Since we were going all European fancy it seemed appropriate to start with some appertifs, which are available either in peach of blackcurrant. For the food we decided to keep it simple and get the tasting menu. When in doubt order all the things! This is available for $95 for food only or with wines for $125. I never get the wine option as I just can’t drink that much wine in one sitting. If you can though it is worth it as the experience of good wine matching with each dish can be quite a culinary experience. The restaurant stocks a range of European and local wines and liqueurs to complement the French and Italian influenced menu.
The tasting menu started simply with crusty white bread and confit garlic butter. Seriously I sometimes think I could happily dine on good white bread with butter every night. This was good bread and good butter. It was followed by really fresh good oysters with Mignonette (a vinegary sauce).
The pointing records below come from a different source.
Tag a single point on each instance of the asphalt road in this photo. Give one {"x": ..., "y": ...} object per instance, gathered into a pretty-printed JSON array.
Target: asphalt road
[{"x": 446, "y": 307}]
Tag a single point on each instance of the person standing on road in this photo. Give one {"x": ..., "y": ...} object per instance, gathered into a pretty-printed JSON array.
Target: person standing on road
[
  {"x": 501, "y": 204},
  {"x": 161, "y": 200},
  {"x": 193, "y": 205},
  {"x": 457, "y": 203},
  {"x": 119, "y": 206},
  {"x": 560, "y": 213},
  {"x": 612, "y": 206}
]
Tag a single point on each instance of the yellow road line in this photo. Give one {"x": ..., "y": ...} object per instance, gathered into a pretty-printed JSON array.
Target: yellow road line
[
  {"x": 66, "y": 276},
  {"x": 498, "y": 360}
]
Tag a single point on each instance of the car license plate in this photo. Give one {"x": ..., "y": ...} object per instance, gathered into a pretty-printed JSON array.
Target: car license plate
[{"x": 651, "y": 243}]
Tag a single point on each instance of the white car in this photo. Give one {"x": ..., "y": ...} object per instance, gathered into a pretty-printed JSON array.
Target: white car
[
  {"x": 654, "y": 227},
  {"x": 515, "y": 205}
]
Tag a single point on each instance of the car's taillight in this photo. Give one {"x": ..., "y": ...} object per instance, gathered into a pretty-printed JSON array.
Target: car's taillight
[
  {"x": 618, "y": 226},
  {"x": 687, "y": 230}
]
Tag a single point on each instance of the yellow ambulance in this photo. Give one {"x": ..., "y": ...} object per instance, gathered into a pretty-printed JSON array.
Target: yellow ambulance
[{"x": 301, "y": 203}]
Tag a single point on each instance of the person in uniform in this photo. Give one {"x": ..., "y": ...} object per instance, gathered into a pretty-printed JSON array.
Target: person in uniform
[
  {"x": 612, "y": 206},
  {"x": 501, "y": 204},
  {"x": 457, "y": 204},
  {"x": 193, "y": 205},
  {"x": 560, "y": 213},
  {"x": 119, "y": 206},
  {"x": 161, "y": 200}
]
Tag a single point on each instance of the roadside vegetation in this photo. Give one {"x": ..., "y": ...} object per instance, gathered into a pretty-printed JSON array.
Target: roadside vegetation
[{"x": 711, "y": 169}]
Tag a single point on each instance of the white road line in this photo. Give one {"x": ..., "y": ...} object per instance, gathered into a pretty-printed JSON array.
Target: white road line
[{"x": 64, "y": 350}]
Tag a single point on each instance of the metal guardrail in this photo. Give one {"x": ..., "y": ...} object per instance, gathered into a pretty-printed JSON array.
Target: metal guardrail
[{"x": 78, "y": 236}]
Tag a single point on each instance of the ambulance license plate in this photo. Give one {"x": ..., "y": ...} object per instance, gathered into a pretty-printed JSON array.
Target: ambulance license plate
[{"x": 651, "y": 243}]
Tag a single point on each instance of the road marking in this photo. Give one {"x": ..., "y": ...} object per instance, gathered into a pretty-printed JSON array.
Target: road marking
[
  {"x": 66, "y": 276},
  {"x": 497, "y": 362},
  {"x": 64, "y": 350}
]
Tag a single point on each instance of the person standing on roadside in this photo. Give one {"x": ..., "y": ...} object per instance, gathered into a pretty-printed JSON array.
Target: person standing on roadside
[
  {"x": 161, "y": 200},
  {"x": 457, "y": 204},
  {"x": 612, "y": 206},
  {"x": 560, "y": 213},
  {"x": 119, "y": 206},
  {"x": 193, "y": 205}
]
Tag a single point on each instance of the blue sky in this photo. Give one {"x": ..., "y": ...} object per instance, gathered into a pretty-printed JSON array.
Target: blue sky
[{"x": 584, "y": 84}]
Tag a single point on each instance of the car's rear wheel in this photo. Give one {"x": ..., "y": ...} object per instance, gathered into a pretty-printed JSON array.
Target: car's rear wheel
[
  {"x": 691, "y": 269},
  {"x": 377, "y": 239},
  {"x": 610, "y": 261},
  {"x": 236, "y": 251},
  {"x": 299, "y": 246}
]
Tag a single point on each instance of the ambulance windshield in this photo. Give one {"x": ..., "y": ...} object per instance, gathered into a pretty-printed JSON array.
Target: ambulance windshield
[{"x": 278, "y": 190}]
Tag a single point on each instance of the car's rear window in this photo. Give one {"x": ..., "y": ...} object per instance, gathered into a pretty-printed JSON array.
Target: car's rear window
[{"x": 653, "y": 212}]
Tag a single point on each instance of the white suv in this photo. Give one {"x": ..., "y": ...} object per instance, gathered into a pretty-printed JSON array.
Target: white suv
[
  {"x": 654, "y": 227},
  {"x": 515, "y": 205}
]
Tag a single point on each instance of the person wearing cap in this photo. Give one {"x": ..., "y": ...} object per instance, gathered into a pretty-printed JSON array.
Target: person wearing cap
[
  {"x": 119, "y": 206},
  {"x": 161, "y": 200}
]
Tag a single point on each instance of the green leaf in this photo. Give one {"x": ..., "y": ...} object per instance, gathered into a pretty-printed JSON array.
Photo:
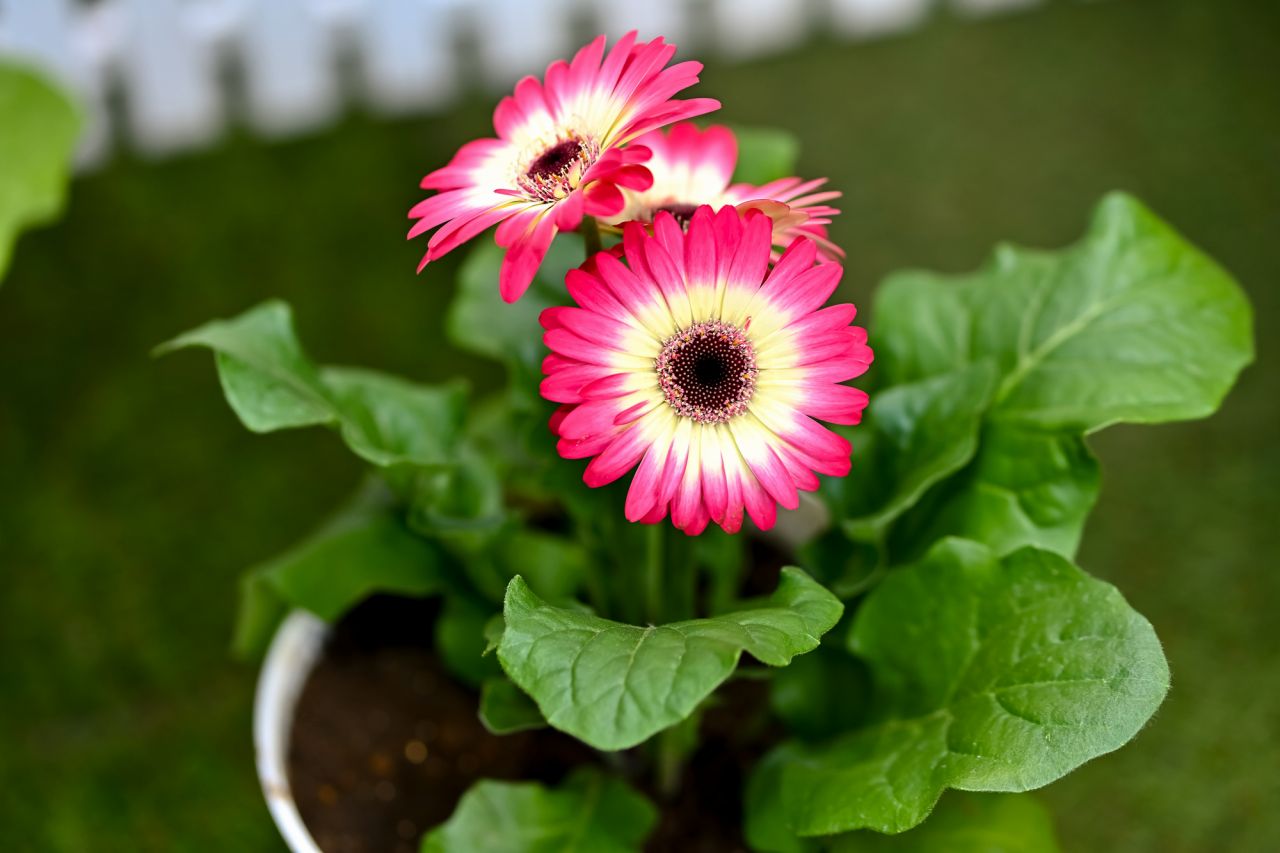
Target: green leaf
[
  {"x": 266, "y": 377},
  {"x": 764, "y": 154},
  {"x": 462, "y": 502},
  {"x": 1025, "y": 488},
  {"x": 365, "y": 550},
  {"x": 991, "y": 674},
  {"x": 388, "y": 420},
  {"x": 40, "y": 126},
  {"x": 272, "y": 384},
  {"x": 504, "y": 708},
  {"x": 553, "y": 565},
  {"x": 613, "y": 685},
  {"x": 1130, "y": 324},
  {"x": 589, "y": 813},
  {"x": 967, "y": 824},
  {"x": 915, "y": 434},
  {"x": 764, "y": 817}
]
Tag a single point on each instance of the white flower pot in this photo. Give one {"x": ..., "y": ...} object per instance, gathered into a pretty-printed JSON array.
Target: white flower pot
[{"x": 295, "y": 652}]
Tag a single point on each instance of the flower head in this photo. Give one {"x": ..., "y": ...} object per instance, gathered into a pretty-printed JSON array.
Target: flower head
[
  {"x": 558, "y": 154},
  {"x": 704, "y": 370},
  {"x": 691, "y": 167}
]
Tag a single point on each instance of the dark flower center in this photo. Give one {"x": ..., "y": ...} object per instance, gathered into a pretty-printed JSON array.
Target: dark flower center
[
  {"x": 682, "y": 213},
  {"x": 558, "y": 170},
  {"x": 708, "y": 372},
  {"x": 556, "y": 159}
]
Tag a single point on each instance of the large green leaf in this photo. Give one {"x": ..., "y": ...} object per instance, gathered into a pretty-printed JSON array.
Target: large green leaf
[
  {"x": 914, "y": 436},
  {"x": 1130, "y": 324},
  {"x": 1027, "y": 487},
  {"x": 364, "y": 550},
  {"x": 613, "y": 685},
  {"x": 967, "y": 822},
  {"x": 272, "y": 384},
  {"x": 40, "y": 126},
  {"x": 589, "y": 813},
  {"x": 991, "y": 674}
]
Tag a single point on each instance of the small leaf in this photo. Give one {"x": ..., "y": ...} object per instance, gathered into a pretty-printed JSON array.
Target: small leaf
[
  {"x": 918, "y": 433},
  {"x": 40, "y": 126},
  {"x": 991, "y": 674},
  {"x": 613, "y": 685},
  {"x": 266, "y": 377},
  {"x": 504, "y": 708},
  {"x": 967, "y": 822},
  {"x": 1130, "y": 324},
  {"x": 462, "y": 502},
  {"x": 553, "y": 565},
  {"x": 764, "y": 154},
  {"x": 589, "y": 813},
  {"x": 272, "y": 384},
  {"x": 388, "y": 420},
  {"x": 460, "y": 639},
  {"x": 1025, "y": 488},
  {"x": 365, "y": 550}
]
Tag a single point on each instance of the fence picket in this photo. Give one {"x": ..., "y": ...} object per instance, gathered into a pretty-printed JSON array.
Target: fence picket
[{"x": 168, "y": 55}]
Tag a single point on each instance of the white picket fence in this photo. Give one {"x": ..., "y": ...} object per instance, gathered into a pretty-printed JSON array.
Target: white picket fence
[{"x": 170, "y": 74}]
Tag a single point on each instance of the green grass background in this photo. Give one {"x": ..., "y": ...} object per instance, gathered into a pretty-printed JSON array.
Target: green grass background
[{"x": 131, "y": 497}]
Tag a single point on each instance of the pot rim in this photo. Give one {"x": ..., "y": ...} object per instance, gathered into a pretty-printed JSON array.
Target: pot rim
[{"x": 292, "y": 656}]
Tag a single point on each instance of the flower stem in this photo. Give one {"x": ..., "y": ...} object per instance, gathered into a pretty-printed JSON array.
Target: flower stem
[
  {"x": 656, "y": 546},
  {"x": 590, "y": 231}
]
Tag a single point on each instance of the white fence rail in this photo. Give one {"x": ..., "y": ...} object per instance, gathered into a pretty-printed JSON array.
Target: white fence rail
[{"x": 182, "y": 71}]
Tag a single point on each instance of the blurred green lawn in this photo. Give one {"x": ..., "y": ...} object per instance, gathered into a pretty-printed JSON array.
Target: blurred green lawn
[{"x": 132, "y": 498}]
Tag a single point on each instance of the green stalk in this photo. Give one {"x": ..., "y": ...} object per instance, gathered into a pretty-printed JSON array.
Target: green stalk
[
  {"x": 656, "y": 542},
  {"x": 590, "y": 231}
]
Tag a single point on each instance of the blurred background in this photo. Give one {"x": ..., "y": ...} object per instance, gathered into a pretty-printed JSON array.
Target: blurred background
[{"x": 240, "y": 150}]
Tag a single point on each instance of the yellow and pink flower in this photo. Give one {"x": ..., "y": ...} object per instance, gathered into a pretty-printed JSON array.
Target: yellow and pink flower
[
  {"x": 704, "y": 369},
  {"x": 694, "y": 167},
  {"x": 558, "y": 155}
]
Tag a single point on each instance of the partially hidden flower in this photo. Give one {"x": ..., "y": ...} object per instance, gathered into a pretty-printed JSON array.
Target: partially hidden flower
[
  {"x": 558, "y": 155},
  {"x": 705, "y": 370},
  {"x": 694, "y": 167}
]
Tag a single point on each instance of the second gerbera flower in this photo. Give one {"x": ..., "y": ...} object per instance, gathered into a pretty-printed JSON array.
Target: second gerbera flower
[
  {"x": 703, "y": 369},
  {"x": 558, "y": 154}
]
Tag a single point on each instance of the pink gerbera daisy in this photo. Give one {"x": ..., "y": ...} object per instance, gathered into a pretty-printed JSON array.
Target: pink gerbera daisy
[
  {"x": 693, "y": 167},
  {"x": 558, "y": 154},
  {"x": 703, "y": 369}
]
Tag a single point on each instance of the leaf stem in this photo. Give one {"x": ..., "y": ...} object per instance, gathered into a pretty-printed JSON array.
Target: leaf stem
[
  {"x": 590, "y": 231},
  {"x": 671, "y": 761}
]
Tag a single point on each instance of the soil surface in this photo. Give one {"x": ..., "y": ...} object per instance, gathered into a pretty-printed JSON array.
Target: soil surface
[{"x": 385, "y": 742}]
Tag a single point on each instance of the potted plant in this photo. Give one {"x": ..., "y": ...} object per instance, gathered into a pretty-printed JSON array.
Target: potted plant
[{"x": 670, "y": 587}]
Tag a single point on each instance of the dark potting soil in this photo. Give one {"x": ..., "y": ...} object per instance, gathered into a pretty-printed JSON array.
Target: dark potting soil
[{"x": 385, "y": 742}]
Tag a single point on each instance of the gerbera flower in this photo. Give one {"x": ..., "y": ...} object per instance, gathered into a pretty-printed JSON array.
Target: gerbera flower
[
  {"x": 558, "y": 154},
  {"x": 693, "y": 167},
  {"x": 704, "y": 370}
]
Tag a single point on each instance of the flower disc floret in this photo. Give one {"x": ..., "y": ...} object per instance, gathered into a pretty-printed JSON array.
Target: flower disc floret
[{"x": 707, "y": 372}]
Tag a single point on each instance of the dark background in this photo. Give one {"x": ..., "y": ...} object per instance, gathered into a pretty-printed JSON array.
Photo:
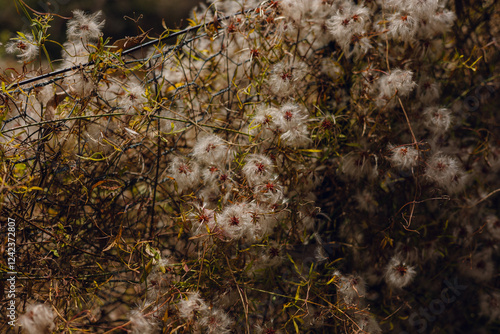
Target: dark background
[{"x": 119, "y": 16}]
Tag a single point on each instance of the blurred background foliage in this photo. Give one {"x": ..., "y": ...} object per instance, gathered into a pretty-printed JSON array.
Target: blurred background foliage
[{"x": 123, "y": 17}]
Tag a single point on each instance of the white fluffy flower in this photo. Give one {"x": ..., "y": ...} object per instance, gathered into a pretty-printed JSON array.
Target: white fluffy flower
[
  {"x": 84, "y": 27},
  {"x": 191, "y": 305},
  {"x": 403, "y": 157},
  {"x": 235, "y": 220},
  {"x": 350, "y": 20},
  {"x": 438, "y": 120},
  {"x": 25, "y": 46},
  {"x": 399, "y": 81},
  {"x": 398, "y": 274},
  {"x": 402, "y": 26},
  {"x": 351, "y": 288}
]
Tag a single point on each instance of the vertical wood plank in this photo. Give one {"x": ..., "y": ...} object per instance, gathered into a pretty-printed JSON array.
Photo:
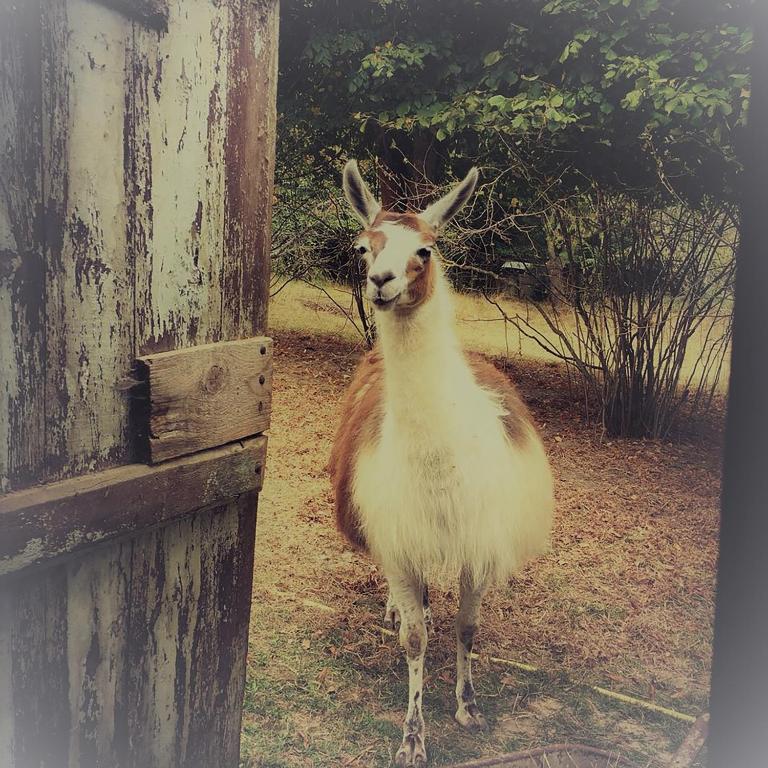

Next things became more complex, a wagyu carpaccio with smoked egg yolks, parmesan and vinaigrette. It was nice but it makes me a little sad to not have an entire steak of wagyu beef. The following garlic and chive Parisienne Gnocchi was a little misleading in name, since it was potato free. I think that technically makes it a dumpling but it was fried in butter so frankly….who cares?
My favourite of the night was the pressed lamb neck. The meat was meltingly tender, perfectly paired with some earthy vegetables and a celeriac puree. This was also a substantial dish that pushed me over the edge into uncomfortable fullness. We rallied though for the amazing European cheese platters. I love me some stinky cheese. This was not all though….there was still one more course to get through, a sour cherry panacotta, offset by a meringue for crunch and the strange addition of white pepper.
The addition of pepper to a dessert may be a stroke of genius but for me it just reminded me of a trauma from earlier in the day. Ironically my son had found the white pepper in the cupboard and decided that the entire house needed to be coated in that. Maybe that’s what happened in their kitchen. Man toddlers……..such a-holes.